Thanks for your input.

Yes, this is true. I do taxes for a living :) If you prepare your own tax return make sure you fill out form 982. If you have your taxes prepared for you make sure to let them know that your insolvent. You will get a 1099 form in the mail, which you must report, but properly filled out you will NOT pay any taxes on it.

Sub: #1 posted on Sat, 10/24/2009 - 10:28


Thanks, Deanna! I went to the IRS website, and found this to be true as well, before I saw your post. I cut and pasted the following directly from the IRS website:

A taxpayer is insolvent when his or her total liabilities exceed his or her total assets. The forgiven debt may be excluded as income under the "insolvency" exclusion. Normally, a taxpayer is not required to include forgiven debts in income to the extent that the taxpayer is insolvent. The forgiven debt may also qualify for exclusion if the debt was discharged in a Title 11 bankruptcy proceeding or if the debt is qualified farm indebtedness or qualified real property business indebtedness. If you believe you qualify for any of these exceptions, see the instructions for Form 982. For more information, see highlights of the Mortgage Forgiveness Debt Relief Act.

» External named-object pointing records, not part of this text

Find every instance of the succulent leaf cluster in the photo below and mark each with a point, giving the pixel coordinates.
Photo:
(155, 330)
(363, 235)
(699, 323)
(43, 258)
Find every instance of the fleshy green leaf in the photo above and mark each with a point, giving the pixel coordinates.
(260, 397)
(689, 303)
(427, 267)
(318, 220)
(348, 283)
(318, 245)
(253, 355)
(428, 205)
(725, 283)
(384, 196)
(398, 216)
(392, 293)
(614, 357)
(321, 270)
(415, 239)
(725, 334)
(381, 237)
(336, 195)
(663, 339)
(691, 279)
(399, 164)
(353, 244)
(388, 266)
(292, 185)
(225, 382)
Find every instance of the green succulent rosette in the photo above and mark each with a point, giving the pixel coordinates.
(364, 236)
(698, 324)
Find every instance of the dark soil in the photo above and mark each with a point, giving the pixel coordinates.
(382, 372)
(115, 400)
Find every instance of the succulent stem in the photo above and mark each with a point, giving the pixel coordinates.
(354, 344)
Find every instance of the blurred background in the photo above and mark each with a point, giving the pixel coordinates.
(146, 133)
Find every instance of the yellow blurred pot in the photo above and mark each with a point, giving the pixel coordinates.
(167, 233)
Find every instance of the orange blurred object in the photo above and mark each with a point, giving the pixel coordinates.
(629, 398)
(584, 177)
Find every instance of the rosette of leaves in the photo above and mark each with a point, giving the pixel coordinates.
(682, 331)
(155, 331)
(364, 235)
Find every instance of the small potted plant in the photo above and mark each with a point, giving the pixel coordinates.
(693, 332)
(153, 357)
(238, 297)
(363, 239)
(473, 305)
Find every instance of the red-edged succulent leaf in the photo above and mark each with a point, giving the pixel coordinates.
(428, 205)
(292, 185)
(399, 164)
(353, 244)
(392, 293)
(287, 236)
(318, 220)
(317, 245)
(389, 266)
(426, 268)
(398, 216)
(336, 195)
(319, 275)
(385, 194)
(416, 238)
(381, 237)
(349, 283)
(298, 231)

Thanks again for your response!!!

Sub: #2 posted on Sat, 10/24/2009 - 10:36


Your creditors will report cancelled/settled debts exceeding $600 to the IRS and you are required to report the same as income on your annual tax return. In the event that a forgiven debt amount exceeds $600.00, Financial Institutions are generally required to provide a Form 1099-C. Please understand that if you receive a Form 1099-C showing income in the form of canceled debt, this does not necessarily mean that you owe taxes on the forgiven portion of the debt. In most cases clients can legally and ethically exclude forgiven debt from their income through the "insolvency exclusion" provided by the IRS code. This exclusion means that your liabilities exceed the fair market value of your assets, or in other words; you "Owe" more than you "Own". We recommend that you consult your tax advisor regarding your particular circumstance. must quote other sites when you are cut and pasting.